Assente la premier, Giorgia Meloni, ancora influenzata. “Sulla cessione dei crediti si è deciso di intervenire perchè c’è stata una lievitazione dei crediti, ed è mancata nel governo precedente una pianificazione e si è lasciato lievitare il numero dei crediti senza controllo e senza verifiche. Il governo Draghi, dove due forze politiche dell’attuale maggioranza erano parte, ha tentato di bloccare e mettere delle regole ma la situazione era ormai praticamente fuori controllo”, evidenzia Tajani. Il ministro Fitto spiega che sulla politica di coesione con questo decreto “il governo procede alla soppressione dell’Agenzia della coesione e alla riorganizzazione di queste competenze all’interno del Dipartimento delle Politiche di Coesione. Sul Pnrr si è fatto un lavoro complesso in questa prima fase, ci sono dei dati oggettivi legati al cambio di scenario. Il Pnrr è stato immaginato prima dello scoppio della guerra. Quanto fatto oggi – prosegue il ministro – è un primo e importante passo sul quale poi poggerà un lavoro complessivo che avrà una valutazione di insieme rispetto alle scelte da portare avanti. Noi oggi ragioniamo sapendo che il Pnrr ha il 2026 come scadenza e noi dobbiamo discutere su quella scadenza, non ci sono valutazioni diverse su questo e non le possiamo in alcun modo fare. Ribadisco che per quanto riguarda il governo, nel confronto con la Commissione non emergendo in alcun modo una apertura rispetto ad altre richieste di altri governi sullo spostamento della data del 2026, per noi resta il 2026 e lavoreremo per quella data”, assicura.

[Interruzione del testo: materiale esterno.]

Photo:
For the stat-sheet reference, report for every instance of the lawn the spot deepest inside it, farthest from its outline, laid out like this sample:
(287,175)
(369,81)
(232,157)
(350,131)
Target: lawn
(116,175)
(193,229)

Dure le parole del titolare del Mef, Giorgetti, che nello spiegare il duplice obiettivo del decreto “cercare di risolvere il problema dei crediti fiscali incagliati e mettere in sicurezza i conti pubblici”, sottolinea che si tratta di una misura di impatto che “si rende necessaria per bloccare gli effetti di questa politica scellerata, utilizzata anche in campagna elettorale, che ha posto un carico a ciascun italiano di 2mila euro a testa. Questo è il bilancio di questa esperienza. Dobbiamo sgonfiare questo fenomeno frutto di una politica poco avveduta o consapevole rispetto ai suoi effetti finanziari, forse costruita per creare consenso politico. Noi interveniamo sulla cessione dei crediti d’imposta e non sul Superbonus che rimane tale e quale. A quanto ammontano i crediti d’imposta? Direi 110 miliardi, credo che questo sia l’ordine di grandezza che deve essere gestito e l’obiettivo di questo decreto è dare la possibilità al governo di gestirlo”, conclude. Il sottosegretario Alfredo Mantovano, infine, annuncia che il governo “intende aprire da subito una interlocuzione con le associazioni che saranno invitate per il tardo pomeriggio di lunedì prossimo a Palazzo Chigi. Questo per ricevere i loro contributi propositivi rispetto a un intervento che aveva ragione, necessità ed estrema urgenza”.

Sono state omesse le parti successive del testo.